Now, I get to cheat a little. You mention film and in general everyone says “cool!” They can relate to it. But I easily could have gone into the theory, into the jargon, and tossed out references that easily roll off my tongue. Time-image, collaborative participatory ethnography, post-structural deconstruction of Aboriginal discourse,identity, political economic structures, reception theory, power-knowledge, resiliency, affect and idea…but fortunately I hadn’t received that double espresso yet.
The pitch worked. What followed for the next ten minutes was a public discussion of anthropology.
“I thought anthropologists just looked at… like stuff from the past.”Another caffeine addict interjects. “They can but they seek to understand people from every perspective” and I gave a 30 second summary of the squabbling siblings of anthropologies 4 fields and how they work together. “So you’ve read Mauss, I had to read that.” The barista asked. “Yup, the world is all about reciprocity!” “Who?
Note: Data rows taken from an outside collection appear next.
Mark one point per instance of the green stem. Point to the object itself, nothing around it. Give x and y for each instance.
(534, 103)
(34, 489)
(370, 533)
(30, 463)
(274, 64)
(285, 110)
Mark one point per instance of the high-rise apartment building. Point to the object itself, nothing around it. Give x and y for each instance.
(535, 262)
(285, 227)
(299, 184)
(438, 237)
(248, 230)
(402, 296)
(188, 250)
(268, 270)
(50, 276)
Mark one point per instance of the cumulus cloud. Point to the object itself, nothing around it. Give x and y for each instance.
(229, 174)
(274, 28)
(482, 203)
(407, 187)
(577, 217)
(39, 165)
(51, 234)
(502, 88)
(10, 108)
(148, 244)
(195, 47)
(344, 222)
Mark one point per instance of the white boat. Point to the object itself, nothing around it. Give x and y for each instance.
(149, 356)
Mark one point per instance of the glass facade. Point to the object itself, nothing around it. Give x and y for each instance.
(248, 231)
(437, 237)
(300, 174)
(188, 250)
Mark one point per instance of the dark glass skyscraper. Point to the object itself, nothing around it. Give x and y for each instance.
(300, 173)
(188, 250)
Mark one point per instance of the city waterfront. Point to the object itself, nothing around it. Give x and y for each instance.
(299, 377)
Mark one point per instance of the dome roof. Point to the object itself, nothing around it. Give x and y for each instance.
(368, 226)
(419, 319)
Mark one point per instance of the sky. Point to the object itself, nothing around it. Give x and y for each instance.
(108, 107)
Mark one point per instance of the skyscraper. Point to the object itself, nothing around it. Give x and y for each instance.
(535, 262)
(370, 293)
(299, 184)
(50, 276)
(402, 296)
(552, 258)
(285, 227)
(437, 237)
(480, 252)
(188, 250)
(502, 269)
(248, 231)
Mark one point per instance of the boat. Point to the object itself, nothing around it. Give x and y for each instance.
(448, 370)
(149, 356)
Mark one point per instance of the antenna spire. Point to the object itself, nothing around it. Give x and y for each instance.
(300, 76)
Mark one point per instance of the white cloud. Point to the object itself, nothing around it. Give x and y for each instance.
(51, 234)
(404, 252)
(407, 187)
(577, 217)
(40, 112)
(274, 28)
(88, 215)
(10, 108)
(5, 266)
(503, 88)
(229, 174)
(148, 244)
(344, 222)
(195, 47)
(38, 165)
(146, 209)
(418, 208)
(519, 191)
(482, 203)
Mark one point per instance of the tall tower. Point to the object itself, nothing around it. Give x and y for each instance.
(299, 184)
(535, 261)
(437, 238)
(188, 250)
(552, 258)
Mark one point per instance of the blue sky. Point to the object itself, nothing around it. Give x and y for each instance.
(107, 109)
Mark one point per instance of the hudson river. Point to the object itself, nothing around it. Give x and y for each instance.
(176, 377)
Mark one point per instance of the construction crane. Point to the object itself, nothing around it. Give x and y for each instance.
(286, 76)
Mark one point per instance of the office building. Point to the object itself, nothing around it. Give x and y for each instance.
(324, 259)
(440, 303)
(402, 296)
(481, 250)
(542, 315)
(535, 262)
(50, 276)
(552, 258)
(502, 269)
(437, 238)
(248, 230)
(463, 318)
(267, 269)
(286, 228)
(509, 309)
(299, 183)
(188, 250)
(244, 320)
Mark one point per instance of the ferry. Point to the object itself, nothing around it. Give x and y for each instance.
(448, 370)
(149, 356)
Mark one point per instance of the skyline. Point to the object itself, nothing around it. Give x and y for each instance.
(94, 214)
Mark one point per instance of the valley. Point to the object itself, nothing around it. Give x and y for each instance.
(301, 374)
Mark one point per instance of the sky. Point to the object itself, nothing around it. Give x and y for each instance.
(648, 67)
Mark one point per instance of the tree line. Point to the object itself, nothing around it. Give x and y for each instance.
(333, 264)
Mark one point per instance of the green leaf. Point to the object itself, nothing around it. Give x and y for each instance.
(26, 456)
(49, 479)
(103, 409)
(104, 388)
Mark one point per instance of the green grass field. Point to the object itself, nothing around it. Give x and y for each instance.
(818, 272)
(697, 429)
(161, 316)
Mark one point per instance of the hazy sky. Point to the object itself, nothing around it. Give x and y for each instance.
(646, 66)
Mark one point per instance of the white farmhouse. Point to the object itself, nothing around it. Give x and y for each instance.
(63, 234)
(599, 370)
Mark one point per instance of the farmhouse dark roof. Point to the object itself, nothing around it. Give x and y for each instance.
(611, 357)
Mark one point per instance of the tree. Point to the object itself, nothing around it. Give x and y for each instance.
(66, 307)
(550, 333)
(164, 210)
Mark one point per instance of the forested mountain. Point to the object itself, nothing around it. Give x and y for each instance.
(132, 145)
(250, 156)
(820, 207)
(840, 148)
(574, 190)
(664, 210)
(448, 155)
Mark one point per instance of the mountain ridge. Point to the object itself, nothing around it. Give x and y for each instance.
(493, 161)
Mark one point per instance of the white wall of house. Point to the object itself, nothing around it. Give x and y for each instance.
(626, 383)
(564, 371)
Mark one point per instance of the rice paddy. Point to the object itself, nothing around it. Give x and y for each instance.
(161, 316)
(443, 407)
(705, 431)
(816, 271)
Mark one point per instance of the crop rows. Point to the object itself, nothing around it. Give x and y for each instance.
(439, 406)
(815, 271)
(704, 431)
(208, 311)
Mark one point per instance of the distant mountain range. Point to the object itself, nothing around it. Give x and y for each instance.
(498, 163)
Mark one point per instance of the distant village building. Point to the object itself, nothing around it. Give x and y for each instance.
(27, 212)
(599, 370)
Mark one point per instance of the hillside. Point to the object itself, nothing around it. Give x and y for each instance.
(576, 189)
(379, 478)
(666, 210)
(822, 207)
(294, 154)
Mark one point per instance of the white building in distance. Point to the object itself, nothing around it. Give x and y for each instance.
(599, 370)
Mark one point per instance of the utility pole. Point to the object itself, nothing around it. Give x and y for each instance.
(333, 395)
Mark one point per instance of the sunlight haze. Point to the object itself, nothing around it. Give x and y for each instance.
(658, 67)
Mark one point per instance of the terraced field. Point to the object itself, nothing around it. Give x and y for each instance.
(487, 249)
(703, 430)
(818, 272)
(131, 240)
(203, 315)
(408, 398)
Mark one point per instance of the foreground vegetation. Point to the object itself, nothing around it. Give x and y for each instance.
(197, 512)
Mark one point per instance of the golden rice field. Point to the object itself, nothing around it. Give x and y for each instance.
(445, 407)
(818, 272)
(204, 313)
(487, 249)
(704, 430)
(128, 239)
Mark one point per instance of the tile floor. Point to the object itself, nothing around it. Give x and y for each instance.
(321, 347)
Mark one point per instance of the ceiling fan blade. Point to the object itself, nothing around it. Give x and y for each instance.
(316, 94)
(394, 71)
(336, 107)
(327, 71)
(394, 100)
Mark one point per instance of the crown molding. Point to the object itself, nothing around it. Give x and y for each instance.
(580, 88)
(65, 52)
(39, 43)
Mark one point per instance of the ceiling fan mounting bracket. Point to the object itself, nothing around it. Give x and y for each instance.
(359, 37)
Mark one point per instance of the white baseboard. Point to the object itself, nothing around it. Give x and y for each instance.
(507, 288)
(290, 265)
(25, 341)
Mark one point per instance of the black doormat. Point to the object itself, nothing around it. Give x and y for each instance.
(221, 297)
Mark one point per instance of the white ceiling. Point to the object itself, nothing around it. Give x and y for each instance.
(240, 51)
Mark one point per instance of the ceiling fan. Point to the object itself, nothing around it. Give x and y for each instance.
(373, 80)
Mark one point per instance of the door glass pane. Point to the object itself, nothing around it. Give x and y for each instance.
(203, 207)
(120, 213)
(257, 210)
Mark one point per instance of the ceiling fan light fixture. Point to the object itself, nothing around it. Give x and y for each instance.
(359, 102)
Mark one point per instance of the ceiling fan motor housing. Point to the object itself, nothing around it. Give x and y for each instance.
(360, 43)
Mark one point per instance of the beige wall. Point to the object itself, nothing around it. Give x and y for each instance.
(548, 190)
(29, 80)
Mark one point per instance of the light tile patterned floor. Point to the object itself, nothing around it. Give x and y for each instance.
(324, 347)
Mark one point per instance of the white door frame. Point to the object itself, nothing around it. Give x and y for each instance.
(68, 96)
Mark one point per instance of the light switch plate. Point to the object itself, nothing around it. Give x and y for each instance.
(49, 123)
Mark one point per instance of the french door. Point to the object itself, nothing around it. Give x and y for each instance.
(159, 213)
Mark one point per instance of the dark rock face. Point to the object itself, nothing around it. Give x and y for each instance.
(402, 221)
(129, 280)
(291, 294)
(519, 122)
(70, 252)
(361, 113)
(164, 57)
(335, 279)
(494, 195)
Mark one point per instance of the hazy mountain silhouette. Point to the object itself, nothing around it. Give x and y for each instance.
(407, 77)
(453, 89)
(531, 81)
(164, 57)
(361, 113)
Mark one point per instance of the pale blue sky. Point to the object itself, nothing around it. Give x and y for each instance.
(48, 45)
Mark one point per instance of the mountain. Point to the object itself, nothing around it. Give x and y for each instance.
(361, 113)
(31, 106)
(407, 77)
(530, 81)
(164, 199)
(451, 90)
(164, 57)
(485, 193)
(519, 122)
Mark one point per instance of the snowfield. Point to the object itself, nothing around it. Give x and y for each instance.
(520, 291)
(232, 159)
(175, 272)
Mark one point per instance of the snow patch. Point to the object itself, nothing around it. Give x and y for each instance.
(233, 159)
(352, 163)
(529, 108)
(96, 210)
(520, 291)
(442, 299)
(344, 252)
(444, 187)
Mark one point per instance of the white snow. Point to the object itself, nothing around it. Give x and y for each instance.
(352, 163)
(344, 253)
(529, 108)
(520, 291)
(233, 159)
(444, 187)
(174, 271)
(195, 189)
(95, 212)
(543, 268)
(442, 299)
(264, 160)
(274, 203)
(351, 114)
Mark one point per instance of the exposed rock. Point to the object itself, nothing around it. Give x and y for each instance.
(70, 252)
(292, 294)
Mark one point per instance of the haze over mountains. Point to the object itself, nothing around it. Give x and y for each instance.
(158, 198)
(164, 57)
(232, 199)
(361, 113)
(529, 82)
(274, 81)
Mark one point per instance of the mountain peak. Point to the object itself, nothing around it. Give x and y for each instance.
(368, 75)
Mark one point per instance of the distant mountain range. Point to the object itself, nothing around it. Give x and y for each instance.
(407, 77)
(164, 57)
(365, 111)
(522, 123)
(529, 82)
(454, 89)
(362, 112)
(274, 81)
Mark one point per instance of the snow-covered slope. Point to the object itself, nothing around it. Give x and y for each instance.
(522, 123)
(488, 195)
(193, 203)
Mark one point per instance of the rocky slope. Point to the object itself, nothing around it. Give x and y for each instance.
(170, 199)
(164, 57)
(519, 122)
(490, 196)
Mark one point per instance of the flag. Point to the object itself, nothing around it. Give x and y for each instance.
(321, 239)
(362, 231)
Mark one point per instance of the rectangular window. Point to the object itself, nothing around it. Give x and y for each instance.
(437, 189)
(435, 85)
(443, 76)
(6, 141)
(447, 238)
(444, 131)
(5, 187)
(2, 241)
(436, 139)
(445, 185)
What?” as a man peaks above a newspaper. A minute later the entire coffee shop knew why they give Christmas presents. The conversation drifted into the basics of what anthropologists explore and a more detailed summary of my own projects. I was able to start throwing out and explaining a few key pieces of academic jargon and they stayed with me. I ended up getting handshakes from a couple customers and my coffee for free!
Anthropologists exist at an interesting intersection in the knowledge production industry. While most scientists bring the real world into the controlled environment of the lab, our field is based on escaping the isolated ivory tower to participate in the real world. This provides us infinite opportunities to share our ideas with real people outside. But when we become so absorbed in talking with people who know the same jargon and theory, can we translate these ideas in the moment we’re forced to explain what we do in terms they understand? We need to practice talking in two different languages so we can work to expand the vocabularies and understandings of those outside academia.
When we can, when we effectively explain what we do to strangers we get to watch people walk away with a new understanding of their relationships with society. That was one awesome double espresso!